"So do we all," Lyman replied, "and nearly always on account of money. I wish there wasn't a penny in the world."

"Sometimes there isn't, so far as I am concerned," Caruthers said. "No, sir," he added, "they keep money out of my way. And I want to tell you that I'm not a bad business man, either. But I'm close to forty and haven't laid up a cent, and nothing that I can ever say in praise of myself can overcome that fact. I don't see, however, why you should be a failure. You have generations of money makers behind you."

"Yes, hundreds of years behind me," said Lyman. "And the vein was worked out long before I came on. There is no failure more complete than the one that comes along in the wake of success. But I am not going to remain a failure. I'll strike it after awhile."

"I think you have struck it now," replied Caruthers. "Business will liven up in a day or two. When a thing touches bottom it can't go any further down, but it may rise."

"Yes," said Lyman, "unless it continues to lie there."

"But we must stir it up," Caruthers declared. "We've got the enterprise all right—we've got the will, and now all that's needed is something for us to take hold of."

"That's about so," Lyman agreed. "Unless a man has something to lift, he can never find out how strong he is."

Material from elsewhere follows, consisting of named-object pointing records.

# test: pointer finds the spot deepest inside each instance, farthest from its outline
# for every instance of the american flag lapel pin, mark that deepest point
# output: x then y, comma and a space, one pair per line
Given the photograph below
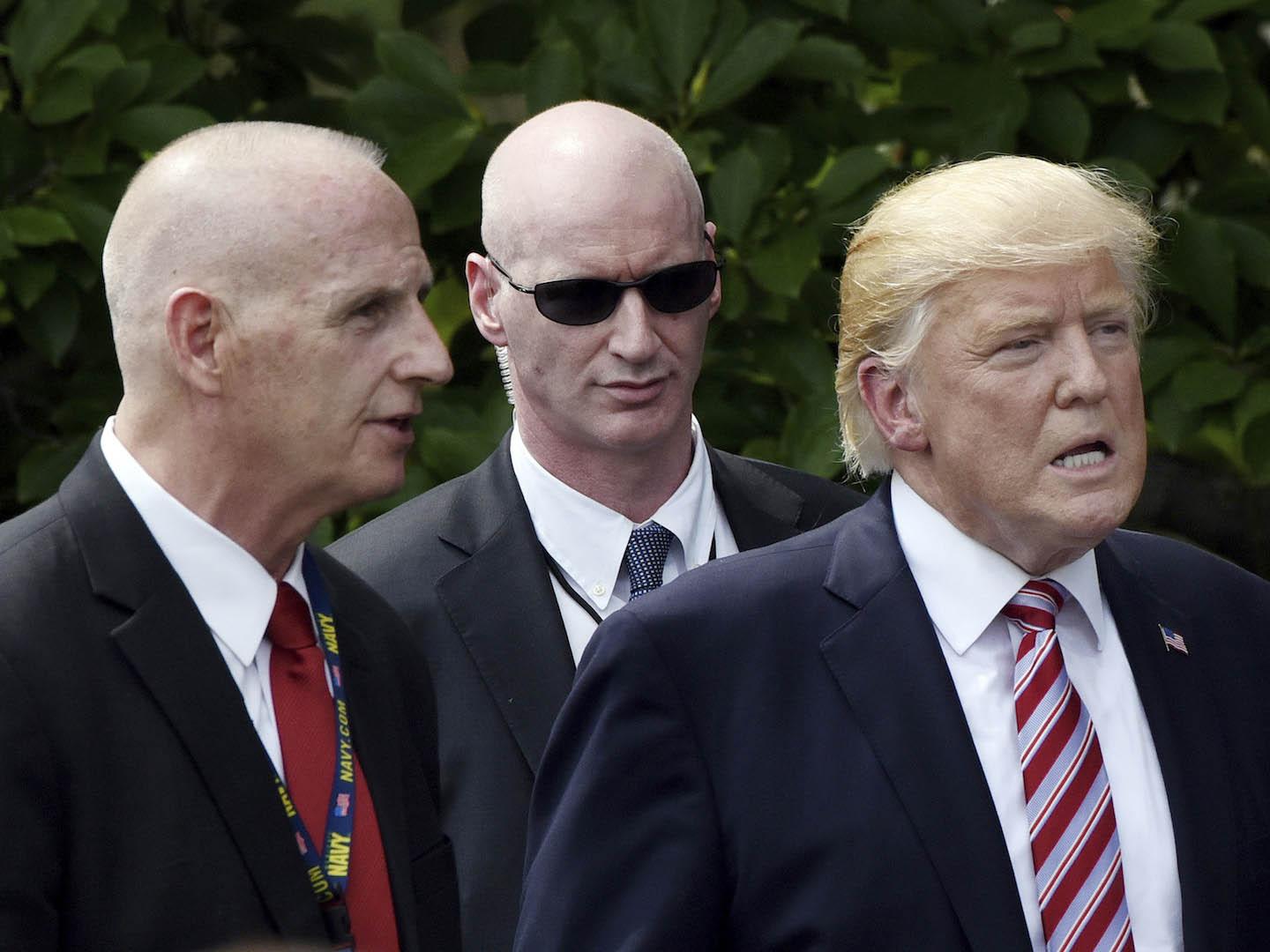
1172, 640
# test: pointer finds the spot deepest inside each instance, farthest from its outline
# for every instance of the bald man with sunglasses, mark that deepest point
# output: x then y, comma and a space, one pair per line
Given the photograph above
597, 285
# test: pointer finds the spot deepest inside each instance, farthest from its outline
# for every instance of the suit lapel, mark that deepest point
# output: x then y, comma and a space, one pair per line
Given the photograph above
502, 605
759, 509
1177, 695
889, 666
172, 651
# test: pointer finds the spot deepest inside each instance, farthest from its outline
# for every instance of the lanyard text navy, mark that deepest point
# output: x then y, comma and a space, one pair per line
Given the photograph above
328, 873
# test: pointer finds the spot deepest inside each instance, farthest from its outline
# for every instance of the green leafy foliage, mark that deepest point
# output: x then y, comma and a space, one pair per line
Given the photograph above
796, 115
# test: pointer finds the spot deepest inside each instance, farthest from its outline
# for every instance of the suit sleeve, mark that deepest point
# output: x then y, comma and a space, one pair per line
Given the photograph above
624, 848
32, 870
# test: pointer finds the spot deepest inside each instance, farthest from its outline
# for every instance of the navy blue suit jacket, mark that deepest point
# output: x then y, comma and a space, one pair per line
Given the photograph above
465, 569
138, 804
770, 755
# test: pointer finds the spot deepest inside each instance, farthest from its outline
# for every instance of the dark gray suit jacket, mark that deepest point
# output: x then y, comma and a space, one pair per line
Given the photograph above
138, 800
771, 755
464, 568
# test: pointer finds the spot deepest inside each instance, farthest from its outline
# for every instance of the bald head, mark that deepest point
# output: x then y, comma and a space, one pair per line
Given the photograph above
225, 210
572, 164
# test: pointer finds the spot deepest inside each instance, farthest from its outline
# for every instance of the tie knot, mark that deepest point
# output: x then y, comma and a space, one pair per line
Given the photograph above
290, 626
646, 556
1036, 605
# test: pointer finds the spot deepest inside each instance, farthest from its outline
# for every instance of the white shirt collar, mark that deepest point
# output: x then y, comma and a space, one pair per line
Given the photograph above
588, 539
966, 584
230, 588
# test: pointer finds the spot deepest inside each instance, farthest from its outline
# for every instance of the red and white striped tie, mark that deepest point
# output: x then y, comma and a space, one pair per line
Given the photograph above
1076, 851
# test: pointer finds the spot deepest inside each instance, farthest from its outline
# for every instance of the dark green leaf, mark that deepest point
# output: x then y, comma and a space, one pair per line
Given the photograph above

And thus they talked until after the midnight hour, until Caruthers, his feet on a table, his head thrown back, his pipe between the fingers of his limp hand, fell asleep. Lyman sat there, more thoughtful, now that he felt alone. At the threshold of a new venture, we look back upon the hopes that led us into other undertakings, and upon many a failure we bestow a look of tender but half reproachful forgiveness. The trials and the final success of other men make us strong. And with his mild eyes set in review, Lyman thought that never before had he found himself so well seasoned, so well prepared to do something. He listened to the grinding of the press, to the midnight noises about the public square, the town muttering in its sleep. "I am advancing" he mused, looking about him. "I was not content to skimp along in New England, nor to buy cross-ties, nor to singe the pin feathers off a chicken at night, nor to worry with the feeble machinery of a dull schoolboy's head. And I will not be content merely to sit here and wait for clients that may never come. I am going to do something."


CHAPTER III.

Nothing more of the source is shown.